According to them, the lions ate straw & grass like the cattle - and wolves & lambs would lie down & sleep beside each other. If this is true, then "sin" is really an incredible component of intelligent design. SIN did more for diversifying the animal kingdom than god did.
Let's look at the lion eating grass theory.
BEFORE the sin happened, the lions would have needed a completely different set of teeth, and a different digestive tract. It takes a lot more to squeeze nourishment out of a pound of grass versus a pound of meat.
What use would canines have been when grazing?
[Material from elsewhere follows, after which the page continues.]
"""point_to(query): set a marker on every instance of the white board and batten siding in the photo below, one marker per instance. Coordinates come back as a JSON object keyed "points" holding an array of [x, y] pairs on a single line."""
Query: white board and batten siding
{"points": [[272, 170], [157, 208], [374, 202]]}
What use would night-vision have been?
So sin, when applied to the world, reworked the skeletal structure of the lion, changed it's digestive tract from a plant based diet to a meat based diet, and ALSO gave it the inherent skills to hunt wild game instead of plucking turnips.
Sin would have also given spiders their venom, and gave them the equipment and knowledge to weave webs & catch insects.
This was years ago that I asked these questions, I had written an entire paper on it - what I've written here is just part of the main gist since I believe that most readers of this will "get the point"

If figurative "bulls**t" had the same fertilizing potential as literal bulls**t, I would stand at the edge of my garden and read creation stories and later would harvest watermelons the size of volkswagens.